In any event, was not much more lost than gained in this trial by fire?
In a number of ways, and with strong counterarguments to the
alleged insularity of the Marian church, its writers supported practices that
were becoming more common in early modern Catholic Europe, including
more frequent confession and communion, the examination of conscience,
and engaging in various methods of prayer through “Spiritual Exercises,”

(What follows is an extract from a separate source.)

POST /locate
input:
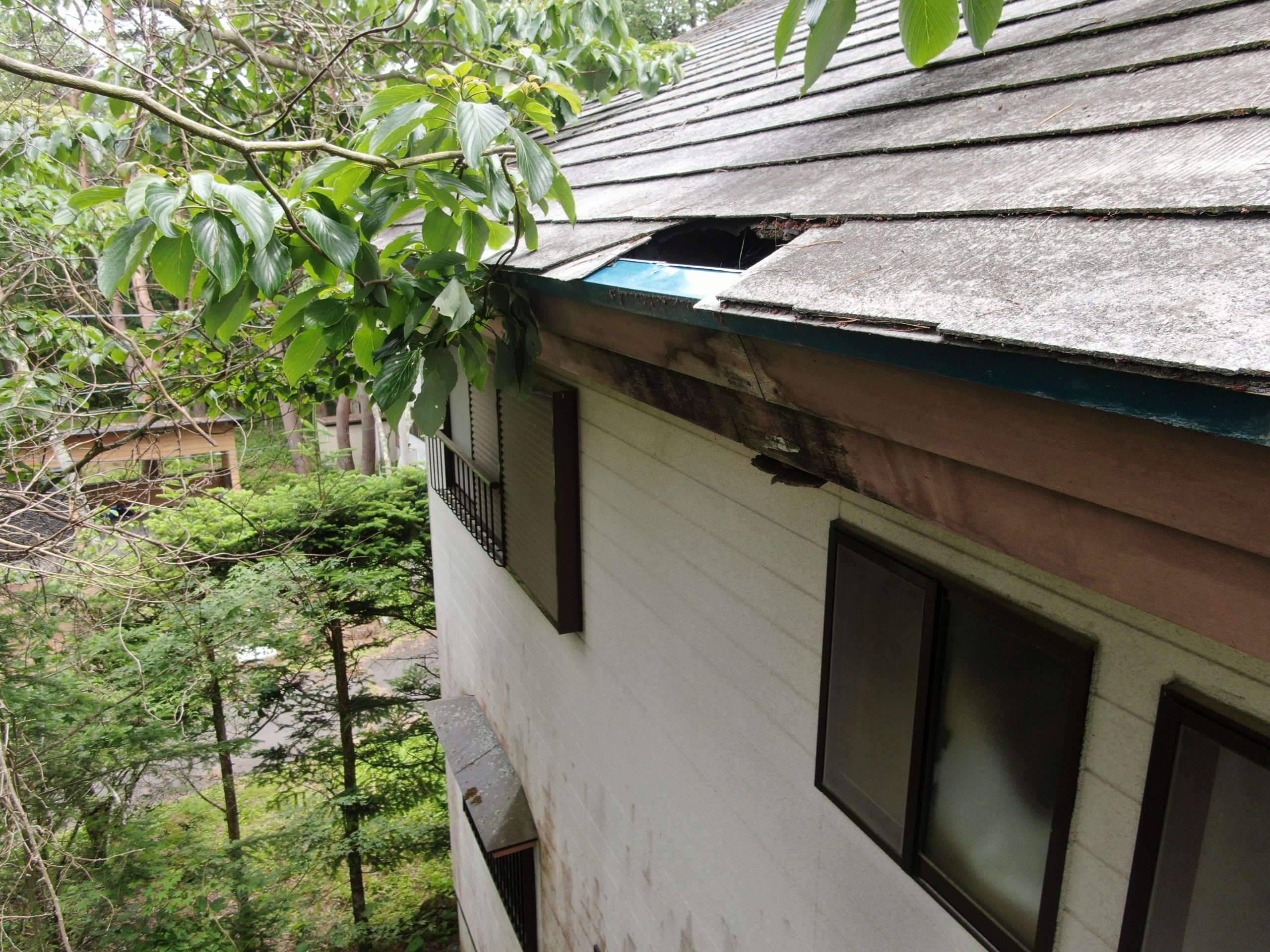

whether those of Ignatius Loyola or the Englishman William Peryn,
the latter being in no small part a translation and adaptation of those of
Loyola and Nicholas Van Ess. Wizeman argues persuasively that Marian
spirituality was christocentric, sacramental, ecclesial, and penitential—all
of which linked it to the international Catholic Reformation. The Marian
church also contributed to contemporary and future Catholic spirituality
and reform by replacing the traditional hanging pyx for the Eucharist in
churches with a tabernacle on the main altar, and by promoting seminaries
for the clergy as well as religious instruction for the laity. Yet, as creative
as it was, it is probably going too far to argue that “the Marian church
invented what is often called the Counter-Reformation” (251). The scholars examined in this review essay argue convincingly that the church of
Mary Tudor was much more creative, forward-looking, and international
in its theology and spirituality than its many critics have acknowledged.
At the same time, the Marian church was but a part of a multifaceted and
widespread movement of reform and renewal in early modern Catholicism,
to which many individuals, groups, institutions, and countries contributed,
the latter including Italy and Spain, as well as England.